By Emmanuel Olawale, Esq.
The United States of America has been rocked with new diagnosis of corona virus daily for the past few weeks. As a result of this deadly virus, the federal government and many states have issued executive orders shutting down schools, restaurants, bars, movies, parks and other businesses. Additionally, the World Health Organization, WHO has declared corona virus a pandemic.
The pandemic has led to wide cancellation of events, conferences, concerts and several business meetings. These cancellations will result in great financial losses to hotels, vendors, restaurateurs, contractors, staffs and everyone financially connected to the events. Many employees are unable to work and would not get paid, while employers are also losing money because their businesses have been shut down by the state.
Nevertheless, bills will become due as if the pandemic is non-existent. So, how will individuals and businesses handle creditors, mortgage companies, landlords and parties to whom they owe obligations?
There is a legal term known as “force majeure.” It is a French word that means “superior force,” it is also known as an “act of God.” It is a clause in a contract that relives a party from performing their obligations in a contract as a result of circumstances beyond their control which made it impossible for them to perform. Most contracts involving services contain this clause. If it is not within a contract, the court will rely on common law doctrines of “frustration of purpose” or “impracticability.”
The common-law doctrines serve the same purpose as a force majeure clause, the difference is that they are a construct of the courts and not of the parties who signed the contract while force majeure clause is explicitly written within a contract. Force Majeure acts are usually natural disasters such as earthquakes, storms and so forth, they could also be acts of government such as change in the law that makes performance illegal or change in government or policies that makes performance impossible.
The current COVID19 pandemic can be deemed to be a “force majeure,” a superior force that a party has no control over and as such unable to perform their obligations, especially considering that most states have ordered closures of many businesses and facilities.
For instance, if a restaurant in Ohio had a contract with a business to host 50 people by March 24, 2020. The reality is that it is impossible for the restaurant to honor that obligation because of the ordered shut down incident to the pandemic. If the business decides to sue the restaurant for breach of contract in the future. The restaurant can invoke the doctrine of impracticability or force majeure as a defense to the lawsuit and it would most likely win. The fact is that the restaurant could not perform its obligation under the contract, even if it wanted to. The superior forces that are beyond the restaurant’s control such as the corona virus pandemic and the government shutdown made it impracticable for the restaurant to perform under the contract.
A lot of people are worried about how to make the next rent, pay the next mortgage or meet other obligations while under the pandemic shut down and not earning any income, the following recommendations will make it easier to mitigate the losses and survive the financial impact of COVID 19.
First, you must act now, rather than later when it might be too late.

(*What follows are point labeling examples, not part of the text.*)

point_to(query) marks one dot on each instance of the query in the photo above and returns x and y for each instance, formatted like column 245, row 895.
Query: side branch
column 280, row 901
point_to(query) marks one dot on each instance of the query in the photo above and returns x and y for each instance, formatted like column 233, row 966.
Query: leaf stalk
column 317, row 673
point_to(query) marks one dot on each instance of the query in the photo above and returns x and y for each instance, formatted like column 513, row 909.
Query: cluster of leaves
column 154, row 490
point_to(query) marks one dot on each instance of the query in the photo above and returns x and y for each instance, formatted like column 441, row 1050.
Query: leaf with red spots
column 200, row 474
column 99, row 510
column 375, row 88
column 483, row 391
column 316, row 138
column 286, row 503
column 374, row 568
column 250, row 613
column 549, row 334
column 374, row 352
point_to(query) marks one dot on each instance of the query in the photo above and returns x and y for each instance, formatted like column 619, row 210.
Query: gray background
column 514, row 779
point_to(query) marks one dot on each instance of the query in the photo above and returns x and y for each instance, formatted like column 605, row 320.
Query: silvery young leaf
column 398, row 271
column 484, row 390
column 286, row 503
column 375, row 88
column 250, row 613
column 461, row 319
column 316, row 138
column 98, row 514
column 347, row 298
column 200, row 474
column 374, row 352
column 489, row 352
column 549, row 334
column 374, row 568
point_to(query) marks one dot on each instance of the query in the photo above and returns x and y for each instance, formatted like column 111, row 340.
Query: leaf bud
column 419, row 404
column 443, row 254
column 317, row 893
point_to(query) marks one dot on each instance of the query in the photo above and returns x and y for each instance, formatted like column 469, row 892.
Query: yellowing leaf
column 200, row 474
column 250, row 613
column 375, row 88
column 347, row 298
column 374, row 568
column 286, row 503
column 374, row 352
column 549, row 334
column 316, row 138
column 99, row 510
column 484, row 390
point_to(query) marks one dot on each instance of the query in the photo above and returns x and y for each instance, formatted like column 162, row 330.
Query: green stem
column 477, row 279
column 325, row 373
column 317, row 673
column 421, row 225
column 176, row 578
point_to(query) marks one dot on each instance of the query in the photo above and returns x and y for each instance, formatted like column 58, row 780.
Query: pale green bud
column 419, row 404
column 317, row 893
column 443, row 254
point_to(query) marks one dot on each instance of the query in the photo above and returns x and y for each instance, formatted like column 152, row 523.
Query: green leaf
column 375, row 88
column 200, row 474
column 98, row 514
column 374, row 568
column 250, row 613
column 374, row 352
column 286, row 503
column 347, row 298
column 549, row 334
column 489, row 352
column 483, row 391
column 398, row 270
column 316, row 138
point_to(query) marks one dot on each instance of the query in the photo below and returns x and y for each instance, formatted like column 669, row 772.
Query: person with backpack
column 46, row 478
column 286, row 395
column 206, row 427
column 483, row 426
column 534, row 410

Send letters to your creditors, landlords and people you owe monies or services informing them that you might not be able to meet your obligations as a result of the pandemic. Let them know that the pandemic has affected your business, income and the ability to meet your financial or service obligations. If your business has been shut down, indicate that in your letter and let them know you when you are expected to re-open and if you don’t know when, state so in the letter.
Second, request deferment from your creditors if your obligation is to make payments. If your obligation is to deliver services that could be performed at a later date, ask to reschedule to another time when things would be under control. If the service to be performed is date-specific or time-sensitive, request to be released from the contract because of force majeure.
Third, be honest with yourself and with other people you are dealing with, let them know what you can afford and cannot afford while trying to negotiate a reduction or deferment. Don’t overestimate your financial strength in this period of universal financial vulnerability. If you have never been delinquent with your obligations in the past, state it in your letter to underscore the fact that your request is unusual and that you’re only making it because of the pandemic shutdown.
Fourth, be prepared to refund monies already paid to you for services you won’t be able to perform as a result of the pandemic unless your contract stipulates that all monies deposited are non-refundable.
Fifth, don’t take on new obligations you might not be able to perform as a result of the pandemic. Otherwise, taking on new obligations when you know it is foreseeable you might not be able to perform as a result of the pandemic could be deemed fraudulent if it eventually becomes a court case. Don’t make promises you can’t keep because you have no control over the pandemic, or the resulting government shut down.
Finally, follow the directives of the Center for Disease Control, get your news from credible sources and use the forced break to spend time with families, connect with friends, read books, watch movies or just make the best of a situation beyond your control.